Harry L Alford

From Wind Repertory Project
Harry L. Alford


Harry LaForrest Alford (ca. 1879, Hudson, Michigan - 4 March 1939, Chicago) was an American composer and arranger.

Alford was raised in Michigan. As a boy, he played the slide trombone, piano, and organ and was a self-taught composer and arranger. He studied at the Dana Musical Institute in Warren, Ohio, now part of Youngstown State University. He worked as a church organist and performed with touring minstrel shows, Wild West shows, and theatrical troupes.

In 1903, Alford tired of traveling and organized his own free-lance arranging bureau in Chicago. This was a novel idea at that time, since arranging was considered to be a mere sideline, and Alford was ridiculed when he made it known that he intended to make a full-time living as an arranger. However, the laughter subsided when he found jobs scoring the pit orchestra music for the famous comedienne Eva Tanguay (The “I Don’t Care Girl”), and notated some of the songs of balladeer Carrie Jacobs-Bond.
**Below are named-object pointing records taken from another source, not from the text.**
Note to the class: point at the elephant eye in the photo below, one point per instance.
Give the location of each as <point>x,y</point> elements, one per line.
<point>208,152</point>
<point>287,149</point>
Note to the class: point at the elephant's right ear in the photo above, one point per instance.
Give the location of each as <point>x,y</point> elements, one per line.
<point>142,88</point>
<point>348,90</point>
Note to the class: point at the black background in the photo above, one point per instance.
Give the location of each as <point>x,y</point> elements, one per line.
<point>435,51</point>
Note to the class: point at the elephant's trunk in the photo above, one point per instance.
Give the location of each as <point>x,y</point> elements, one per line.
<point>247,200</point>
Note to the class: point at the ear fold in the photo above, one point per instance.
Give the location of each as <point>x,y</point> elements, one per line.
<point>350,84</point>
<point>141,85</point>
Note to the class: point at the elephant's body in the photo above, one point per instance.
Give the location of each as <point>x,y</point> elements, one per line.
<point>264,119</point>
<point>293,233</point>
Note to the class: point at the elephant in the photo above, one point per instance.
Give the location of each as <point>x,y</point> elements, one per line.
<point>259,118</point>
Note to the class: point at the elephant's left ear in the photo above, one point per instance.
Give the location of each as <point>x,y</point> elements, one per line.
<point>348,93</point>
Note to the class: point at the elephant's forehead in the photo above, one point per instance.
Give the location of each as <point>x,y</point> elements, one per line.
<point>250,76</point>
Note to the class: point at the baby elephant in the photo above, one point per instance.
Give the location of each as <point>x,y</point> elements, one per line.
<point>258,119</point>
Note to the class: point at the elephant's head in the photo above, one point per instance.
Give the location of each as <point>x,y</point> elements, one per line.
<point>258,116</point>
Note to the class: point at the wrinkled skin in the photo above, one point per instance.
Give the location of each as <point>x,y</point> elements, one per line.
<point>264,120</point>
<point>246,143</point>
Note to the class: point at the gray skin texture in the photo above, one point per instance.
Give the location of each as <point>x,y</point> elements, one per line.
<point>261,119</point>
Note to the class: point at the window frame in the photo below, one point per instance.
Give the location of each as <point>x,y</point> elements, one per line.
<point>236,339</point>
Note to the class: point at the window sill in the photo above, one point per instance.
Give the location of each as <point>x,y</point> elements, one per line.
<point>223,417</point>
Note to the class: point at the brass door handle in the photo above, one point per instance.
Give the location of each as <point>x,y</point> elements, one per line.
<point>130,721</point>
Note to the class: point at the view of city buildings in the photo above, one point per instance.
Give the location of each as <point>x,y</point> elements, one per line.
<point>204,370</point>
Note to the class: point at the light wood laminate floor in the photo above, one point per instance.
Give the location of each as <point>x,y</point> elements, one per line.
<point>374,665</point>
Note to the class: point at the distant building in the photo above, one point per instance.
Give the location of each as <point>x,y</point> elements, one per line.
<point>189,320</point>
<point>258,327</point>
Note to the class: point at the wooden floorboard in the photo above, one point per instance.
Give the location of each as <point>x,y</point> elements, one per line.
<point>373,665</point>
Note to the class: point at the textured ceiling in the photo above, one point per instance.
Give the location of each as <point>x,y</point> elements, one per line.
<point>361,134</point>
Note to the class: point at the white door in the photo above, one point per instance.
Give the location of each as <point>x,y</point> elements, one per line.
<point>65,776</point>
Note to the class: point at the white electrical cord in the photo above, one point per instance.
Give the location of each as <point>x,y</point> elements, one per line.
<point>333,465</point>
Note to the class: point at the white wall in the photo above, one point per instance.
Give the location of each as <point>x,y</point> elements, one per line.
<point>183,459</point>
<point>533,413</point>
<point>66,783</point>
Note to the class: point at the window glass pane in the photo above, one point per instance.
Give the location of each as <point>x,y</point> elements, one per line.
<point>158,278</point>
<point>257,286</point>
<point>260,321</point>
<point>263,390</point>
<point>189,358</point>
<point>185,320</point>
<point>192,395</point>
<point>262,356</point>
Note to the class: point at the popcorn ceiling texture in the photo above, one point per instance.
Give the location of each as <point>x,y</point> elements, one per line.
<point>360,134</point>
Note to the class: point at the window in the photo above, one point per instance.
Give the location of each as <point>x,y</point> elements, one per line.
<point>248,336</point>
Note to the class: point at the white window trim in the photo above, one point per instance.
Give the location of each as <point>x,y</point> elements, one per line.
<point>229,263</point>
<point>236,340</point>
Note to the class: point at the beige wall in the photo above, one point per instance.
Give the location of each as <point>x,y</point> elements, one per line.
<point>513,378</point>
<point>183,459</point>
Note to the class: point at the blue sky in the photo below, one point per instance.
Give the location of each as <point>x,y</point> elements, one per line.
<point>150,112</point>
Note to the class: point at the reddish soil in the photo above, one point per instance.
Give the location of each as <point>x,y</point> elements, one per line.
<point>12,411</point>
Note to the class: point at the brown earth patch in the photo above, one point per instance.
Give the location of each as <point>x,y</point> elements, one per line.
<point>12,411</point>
Alford elevated the arranger’s role to that of a creative artist; his ingenious and quirky orchestrations were a sensation. By 1910, his clientele, particularly in the field of vaudeville, was enormous. He arranged and orchestrated the music of many of America’s leading popular composers and songwriters, including Scott Joplin, W C Handy, Irving Berlin, Charles L Johnson, and many others. In addition, bandmasters John Philip Sousa, Patrick Conway, Arthur Pryor, Albert Austin Harding, and Merle Evans were loyal customers for not only Alford’s arrangements but his original band compositions as well. From 1904 to 1924, the Harry L. Alford Studio (which continued operations until 1940) produced over 34,000 separate arrangements.

Today, Alford is best remembered as a composer of excellent marches (his most enduring being The Purple Carnival and Glory of the Gridiron), as well as for his Hungry Five folios for little German band. He was a pioneer in both the school band movement and in the development of the football game half-time show.